Of course if you not worried about SEO (such as you have a big brand) then great but while I do not enjoy the very simple A/B testing, I will still use it as my rankings will not be affected.
Just a thought :-)
- assuming that you are working with an ecommerce site, you should be consecvent as user pass trough more than 1 producct page, he must see always the same color of that button; it will be confusing for that specific user to see all the rainbow colors onto the "add to cart" button.
- there should be also a normal/control group, an unbiased group that will receive the old version of the button; you want to see the increase in CTR/conversions/whatever with respect to the control group; but.. I think that somehow your approach is shorter than the one with A/B variant, where you should do at the end a follow-up test running only the winner in order to validate the result.
So.. it seems very nice approach, but, there are some software (saas) that are already doing this, not with 20 lines of code of course (and with a lot of money). There are MVT or AB SaaS that instead of leaving the owner to choose from the possible winners he choose automatically the winner during the test.
One little thing I am afraid is that you want to test different "creatives"/banners/images/html-banners on different sections of a product page for example, you should write this 20 lines of code on each zone that has multiple variants to choose. So, it will be quite messy inside the script source that generates that specific web page.
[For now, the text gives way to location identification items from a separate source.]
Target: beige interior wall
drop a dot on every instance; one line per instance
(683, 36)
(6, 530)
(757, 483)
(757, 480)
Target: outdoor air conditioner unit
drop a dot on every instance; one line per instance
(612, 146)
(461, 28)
The approach using SaaS that uses section-divs where you upload creatives/banners/images it's easier than writing 20 lines of codes for each zone that we want to test especially if you are not a programmer, or you cannot hire one for this task. The reports are also nice.. but, this programming approach you are proposing is quite cost effective I suppose.
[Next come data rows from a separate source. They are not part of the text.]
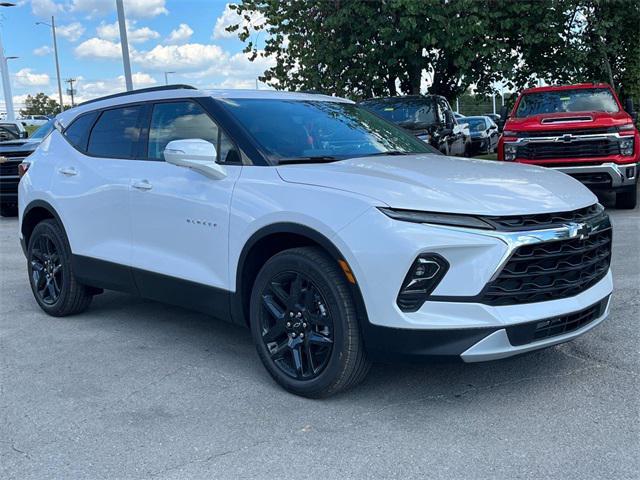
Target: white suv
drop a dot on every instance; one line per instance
(336, 236)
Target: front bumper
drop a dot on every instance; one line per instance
(603, 176)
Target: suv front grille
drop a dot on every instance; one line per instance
(544, 220)
(551, 327)
(574, 149)
(551, 270)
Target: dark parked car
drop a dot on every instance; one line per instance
(429, 117)
(12, 153)
(484, 134)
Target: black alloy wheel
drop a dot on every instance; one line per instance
(51, 276)
(46, 270)
(297, 328)
(305, 323)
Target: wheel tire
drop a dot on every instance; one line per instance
(8, 210)
(324, 283)
(49, 252)
(628, 199)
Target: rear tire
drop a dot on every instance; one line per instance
(627, 199)
(305, 326)
(51, 276)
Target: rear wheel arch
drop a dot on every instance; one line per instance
(267, 242)
(34, 213)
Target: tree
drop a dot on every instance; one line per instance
(362, 48)
(40, 104)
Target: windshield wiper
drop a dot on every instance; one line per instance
(312, 159)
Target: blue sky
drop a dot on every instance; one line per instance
(185, 36)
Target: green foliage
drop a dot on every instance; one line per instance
(361, 48)
(40, 104)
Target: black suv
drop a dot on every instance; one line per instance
(429, 117)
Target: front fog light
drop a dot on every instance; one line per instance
(626, 146)
(422, 279)
(510, 150)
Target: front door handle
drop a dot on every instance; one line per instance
(68, 171)
(142, 185)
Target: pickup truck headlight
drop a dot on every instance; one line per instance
(450, 219)
(626, 146)
(422, 279)
(510, 150)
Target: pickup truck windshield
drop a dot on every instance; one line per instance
(294, 131)
(578, 100)
(407, 112)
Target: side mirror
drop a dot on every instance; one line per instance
(196, 154)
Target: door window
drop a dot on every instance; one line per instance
(116, 133)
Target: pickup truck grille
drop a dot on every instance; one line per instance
(574, 149)
(551, 270)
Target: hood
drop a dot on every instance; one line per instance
(554, 121)
(446, 184)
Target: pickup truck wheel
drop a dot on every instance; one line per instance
(304, 324)
(627, 199)
(51, 274)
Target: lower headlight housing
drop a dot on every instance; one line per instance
(423, 277)
(626, 146)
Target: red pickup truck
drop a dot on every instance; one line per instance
(581, 130)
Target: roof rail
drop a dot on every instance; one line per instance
(141, 90)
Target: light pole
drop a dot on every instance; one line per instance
(124, 43)
(166, 77)
(52, 25)
(6, 85)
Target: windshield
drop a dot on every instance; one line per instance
(43, 131)
(319, 130)
(578, 100)
(475, 124)
(406, 112)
Anyway it's worthing to explore this solution. Could be more cost effective for many little A/B tests.
Nice article! Thx.
PS. Sorry for my English as I'm not a native English speaking guy.
This is kinda like quick sort. In most cases, with a random distribution, it will run O(n log (n) ), but in the worst case, mathematically, it's O(n^2). I think the algorithm described above could really make great improvements over the current standard A/B testing, but anyone that uses it needs to know the pros and cons so that it can be tweaked properly. In some cases, maybe the 90-10 split could be more optimized at 20-80 or 30-70. It really depends on what kind of data you have and finding a "sweet spot" for it. With careful analysis of the specific application, it could prove to be very powerful... but you do have know what's going on and make accurate assumptions about the data. The situation that I thought of where this would not be optimal is if you have a lot of data initially for on of the tests that doesn't match the eventual CTR after x number of views.
An important feature of A/B tools is that a specific user always see the same option, so they avoid the "It was not like this yesterday" effect.
You should check Webtrends Optimize, that one is a really innovative tool. It not only selects the best option to your average audience but also selects the best option for different types of users, based on where they come from for example.
In your example where A is initially unpopular, B will then be shown, but *only for as long as it's successful*. If it's not popular either then its expectation will very rapidly decrease until A starts getting shown again.
All other things being equal, this method will show you which option gives you the best CTR, which is all you really care about anyway.
Be really keen to understand this further. Would it be possible to drop you an email? if you drop me an email with my name followed by an "at" symbol and end with gmail period com. I'll respond.
There's a startup called Conductrics that's doing this as a service. Really cool stuff, especially when I have no formal background in statistical modeling.